McDonnell’s budget fixes through 2012 coming due

Virginia Gov. Bob McDonnell is readying a set of fixes to the state’s two-year budget plan, as advocacy groups make last-ditch pleas to undo provisions they say will damage salaries.

McDonnell’s set of tweaks to the document covering state spending through mid-2012 are due Tuesday. He has been mostly mum on the specifics, although he has signaled the changes won’t be major.

Police and schools groups want McDonnell to scrap a measure that would allow localities to mandate their employees foot a portion of their own pension contributions, as much as 5 percent. They equate the shift to a direct salary reduction.

“It harms the overall ability of the profession to bring in and keep good people,” said Kitty Boitnott, president of the Virginia Education Association.

“One of the few incentives, frankly, for folks who’ve been in the profession for 10 years or more is that they have a fairly decent pension to look forward to.”
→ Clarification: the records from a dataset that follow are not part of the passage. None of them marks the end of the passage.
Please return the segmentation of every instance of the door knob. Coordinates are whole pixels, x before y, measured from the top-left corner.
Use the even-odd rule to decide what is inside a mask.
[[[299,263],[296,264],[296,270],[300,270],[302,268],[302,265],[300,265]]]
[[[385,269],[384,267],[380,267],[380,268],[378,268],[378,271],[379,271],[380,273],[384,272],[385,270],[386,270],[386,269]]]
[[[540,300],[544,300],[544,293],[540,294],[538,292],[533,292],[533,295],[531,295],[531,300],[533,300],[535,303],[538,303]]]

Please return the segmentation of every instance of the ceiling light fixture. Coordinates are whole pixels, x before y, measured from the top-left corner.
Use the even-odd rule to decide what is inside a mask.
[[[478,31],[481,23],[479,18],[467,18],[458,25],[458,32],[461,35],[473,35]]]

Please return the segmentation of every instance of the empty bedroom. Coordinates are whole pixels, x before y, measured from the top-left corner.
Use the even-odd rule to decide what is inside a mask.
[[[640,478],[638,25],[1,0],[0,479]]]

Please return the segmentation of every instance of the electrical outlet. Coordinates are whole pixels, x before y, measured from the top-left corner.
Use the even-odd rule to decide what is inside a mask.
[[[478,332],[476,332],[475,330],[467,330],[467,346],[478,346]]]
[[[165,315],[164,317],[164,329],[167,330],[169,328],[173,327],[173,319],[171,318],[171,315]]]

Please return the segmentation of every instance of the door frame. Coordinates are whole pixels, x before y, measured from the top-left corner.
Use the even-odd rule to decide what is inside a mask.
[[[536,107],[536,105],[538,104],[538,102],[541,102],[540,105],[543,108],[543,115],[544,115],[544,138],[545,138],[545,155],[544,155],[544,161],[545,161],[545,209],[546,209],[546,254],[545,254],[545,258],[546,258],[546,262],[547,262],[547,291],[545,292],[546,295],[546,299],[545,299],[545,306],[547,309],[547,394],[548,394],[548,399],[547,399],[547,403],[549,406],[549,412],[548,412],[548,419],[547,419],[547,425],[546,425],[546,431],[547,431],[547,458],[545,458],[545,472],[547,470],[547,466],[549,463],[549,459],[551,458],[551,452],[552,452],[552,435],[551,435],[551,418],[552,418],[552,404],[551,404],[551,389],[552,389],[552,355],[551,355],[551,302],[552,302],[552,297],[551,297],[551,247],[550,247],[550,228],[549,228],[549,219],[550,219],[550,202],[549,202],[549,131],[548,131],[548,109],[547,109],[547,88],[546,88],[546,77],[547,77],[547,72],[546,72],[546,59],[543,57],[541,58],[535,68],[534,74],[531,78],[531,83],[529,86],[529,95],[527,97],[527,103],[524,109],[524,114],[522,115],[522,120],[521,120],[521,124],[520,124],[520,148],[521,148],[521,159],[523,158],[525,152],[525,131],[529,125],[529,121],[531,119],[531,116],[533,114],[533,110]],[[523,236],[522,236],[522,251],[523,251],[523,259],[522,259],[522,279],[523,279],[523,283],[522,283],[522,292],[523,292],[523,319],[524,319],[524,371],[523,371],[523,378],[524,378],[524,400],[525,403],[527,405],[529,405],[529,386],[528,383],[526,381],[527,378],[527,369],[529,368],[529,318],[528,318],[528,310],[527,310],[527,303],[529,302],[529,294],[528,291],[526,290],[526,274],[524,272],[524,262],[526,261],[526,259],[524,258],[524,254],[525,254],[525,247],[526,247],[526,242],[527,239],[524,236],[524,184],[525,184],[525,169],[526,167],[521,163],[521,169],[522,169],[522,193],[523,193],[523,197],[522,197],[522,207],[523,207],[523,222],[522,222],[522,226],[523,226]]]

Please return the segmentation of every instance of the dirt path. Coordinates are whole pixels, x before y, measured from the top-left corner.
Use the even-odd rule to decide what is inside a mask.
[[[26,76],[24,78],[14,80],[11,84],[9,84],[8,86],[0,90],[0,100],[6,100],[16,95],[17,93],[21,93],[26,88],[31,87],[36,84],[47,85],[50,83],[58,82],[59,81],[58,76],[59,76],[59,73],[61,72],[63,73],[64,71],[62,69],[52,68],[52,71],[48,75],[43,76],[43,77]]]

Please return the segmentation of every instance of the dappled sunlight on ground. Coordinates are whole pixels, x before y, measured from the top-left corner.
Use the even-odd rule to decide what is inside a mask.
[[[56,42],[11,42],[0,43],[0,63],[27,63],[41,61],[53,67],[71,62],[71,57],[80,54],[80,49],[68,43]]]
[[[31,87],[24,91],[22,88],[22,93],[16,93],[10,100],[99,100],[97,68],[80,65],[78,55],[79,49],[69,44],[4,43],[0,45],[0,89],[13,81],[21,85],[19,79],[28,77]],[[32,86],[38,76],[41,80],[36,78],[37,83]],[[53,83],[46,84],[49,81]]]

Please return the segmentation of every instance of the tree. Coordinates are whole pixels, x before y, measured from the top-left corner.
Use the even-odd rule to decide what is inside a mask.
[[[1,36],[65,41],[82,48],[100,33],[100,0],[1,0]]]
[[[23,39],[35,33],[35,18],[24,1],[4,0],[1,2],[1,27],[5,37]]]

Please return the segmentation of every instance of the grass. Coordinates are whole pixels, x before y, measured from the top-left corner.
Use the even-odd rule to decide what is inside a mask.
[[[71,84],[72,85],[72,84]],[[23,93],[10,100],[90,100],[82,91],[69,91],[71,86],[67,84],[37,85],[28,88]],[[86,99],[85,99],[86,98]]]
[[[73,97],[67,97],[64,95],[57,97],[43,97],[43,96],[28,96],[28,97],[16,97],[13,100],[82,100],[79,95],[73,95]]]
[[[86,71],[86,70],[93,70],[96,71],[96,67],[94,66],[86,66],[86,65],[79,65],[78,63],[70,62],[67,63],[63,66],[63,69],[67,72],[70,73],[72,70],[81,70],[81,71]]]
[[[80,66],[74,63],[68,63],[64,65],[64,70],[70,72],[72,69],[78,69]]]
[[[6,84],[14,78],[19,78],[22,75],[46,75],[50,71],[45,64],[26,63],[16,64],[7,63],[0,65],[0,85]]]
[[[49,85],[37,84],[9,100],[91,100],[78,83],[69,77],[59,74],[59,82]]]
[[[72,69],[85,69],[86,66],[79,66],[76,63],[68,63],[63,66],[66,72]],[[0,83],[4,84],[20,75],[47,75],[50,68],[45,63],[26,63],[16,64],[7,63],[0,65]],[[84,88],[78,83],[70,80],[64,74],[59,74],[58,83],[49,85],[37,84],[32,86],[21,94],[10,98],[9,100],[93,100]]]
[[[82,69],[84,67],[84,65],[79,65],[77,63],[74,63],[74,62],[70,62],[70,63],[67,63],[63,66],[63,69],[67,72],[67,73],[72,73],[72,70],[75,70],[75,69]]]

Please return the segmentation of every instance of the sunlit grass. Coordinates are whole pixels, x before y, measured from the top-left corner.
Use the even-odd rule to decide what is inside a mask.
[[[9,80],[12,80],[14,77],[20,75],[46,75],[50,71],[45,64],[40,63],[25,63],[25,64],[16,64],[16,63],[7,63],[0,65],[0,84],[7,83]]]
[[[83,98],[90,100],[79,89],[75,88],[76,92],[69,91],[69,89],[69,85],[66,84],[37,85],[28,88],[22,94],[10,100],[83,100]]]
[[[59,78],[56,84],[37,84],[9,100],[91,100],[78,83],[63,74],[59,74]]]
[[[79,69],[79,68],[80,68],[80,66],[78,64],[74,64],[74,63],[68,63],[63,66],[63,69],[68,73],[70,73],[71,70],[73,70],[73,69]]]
Boitnott said those benefits were offered to public employees in lieu of a raise in the early 1980s.

“And so it feels like a take-back on top of everything else,” she said.

The pension change was

part of a hard-fought compromise between lawmakers in the

Republican-controlled House

and the Democratic-majority Senate.

It accompanies major cuts to K-12 spending and health care as well as a package of fee increases. The budget closed a more than $4 billion shortfall.

The Virginia Association of Chiefs of Police and the Virginia Sheriffs’ Association are also lobbying McDonnell to undo the pension provision.

McDonnell spokesman Tucker Martin declined to elaborate on what changes the governor plans to make this week. Last

week, McDonnell announced he would restore $1.8 million in

funding for the Children’s Hospital of the King’s Daughters in Norfolk.